Folks, bitte versucht's mal ohne Nazis, Nietzsche und dergleichen. Gehört hier einfach nicht hin. Back to topic jetzt, bitte. 

Felix
PC Games


----------



## p4nd4fri3nd (4. August 2010)

Wie lang dauert der Spaß eigentlich? So, wie sich der Test liest werde ich wohl auf eine Budgetversion mit hoffentlich allen 3 Teilen warten. Ansonsten würde ich persönlich erstmal auf die Zerg Version warten (Kerrigan ist und bleibt mein Lieblingscharakter). Ich bezweifle auch, dass die Episode (alleine) an den Umfang vom ersten Teil erreicht. Und Multiplayer spiel ich eher selten. Da freu ich mich eher über viele (kostenlose ich werde mir Keine kaufen) Maps von Spielern und den Editor. RealID sehe ich eher Kritisch und wenn ich es mir Kaufe werde ich auf keinen Fall meinen richtigen Namen angeben. Ich möchte nicht, dass mein späterer Chef genau mein Spielverhalten ausspähen kann (ich bin mir Sicher, dass in die für Unternehmen verfügbaren Personensuchmaschinen eine Suche für RealID eingebaut werden wird).


----------



## Reed (4. August 2010)

p4nd4fri3nd schrieb:


> Ich bezweifle auch, dass die Episode (alleine) an den Umfang vom ersten Teil erreicht.

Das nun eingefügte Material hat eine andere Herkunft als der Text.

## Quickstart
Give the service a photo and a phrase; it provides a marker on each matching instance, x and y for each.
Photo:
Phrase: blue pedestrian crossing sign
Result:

kannst du, hat sie aber - wie seit monaten bekannt


----------



## TheChicky (5. August 2010)

FelixSchuetz schrieb:


> Enisra schrieb:
> 
> 
> > Fast
> ...


Hilfe, ist das jetzt auch ... "Zensur" und ..."Arroganz"...? So wie man es Blizzard für das Löschen der Maps vorwirft..?


----------



## Felix Schuetz (5. August 2010)

TheChicky schrieb:


> Hilfe, ist das jetzt auch ... "Zensur" und ..."Arroganz"...? So wie man es Blizzard für das Löschen der Maps vorwirft..?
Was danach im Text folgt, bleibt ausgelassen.